Having Diabetes does not mean you have to miss out on your sports activities. There are successful footballers, ballet dancers, golfers, rowers and runners who compete in and succeed in top-level sports. As well as being great fun, exercise is good for you and it helps to keep your heart and body healthy.
Exercise and extra activities will lower your blood sugar, as your body takes sugar from your blood stream to your muscles to be used for energy and, therefore, extra CHO is needed. So here are a few rules that you need to follow, to prevent hypos when exercising.
Exercising shortly after a meal or snack (within 1 hour) – More carbohydrate could be included at your meal or snack. If you are too full, then a small snack (e.g. 2 plain biscuits or a fun size chocolate bar) could be taken just before exercising.
Exercising some time after a meal – An extra snack will usually be needed before exercise. Here are some examples – bowl of cereal, sandwich, cereal bar, crackers, bagel, muffin, fruit loaf.
Short Lasting Exercise – Some extra carbohydrate with your meal or snack should be enough (e.g extra bread, potatoes, cereal bar or fruit). This may be the time to allow a fun size chocolate bar as a short acting boost to your blood sugar.
Long Lasting Exercise – Will require extra carbohydrate ‘top ups’. Professional sportsmen with Diabetes find that a substantial meal two hours before the event, then sugary drinks immediately before and at half time a useful technique. Extra starchy carbohydrate will be needed after the event also e.g. bread, crackers, cereal, cereal bar.

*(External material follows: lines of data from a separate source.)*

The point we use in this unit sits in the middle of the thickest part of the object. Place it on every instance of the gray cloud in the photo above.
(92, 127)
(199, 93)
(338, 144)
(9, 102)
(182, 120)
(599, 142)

If exercise is planned, the insulin dose could be reduced. Ask your Diabetes liaison nurse for further advice.
Everyone’s reaction to exercise is different and you should experiment with different types and amounts of carbohydrate whilst doing extra blood sugar testing. This is particularly important for regular, prolonged exercise e.g. football training. You may find reducing your insulin on active days is useful – ask at the clinic.
Blood sugars can fall up to 18 hours after exercise. This is because the body is still transferring sugar to the muscles to replace what was used during exercise. If a snack or meal is not due within the hour after exercise, it may be a good idea to have an extra snack, especially after long lasting exercise (e.g. sandwich, toast, fruit). It is important to remember to have a larger than normal bed-time snack (e.g. cereal and toast).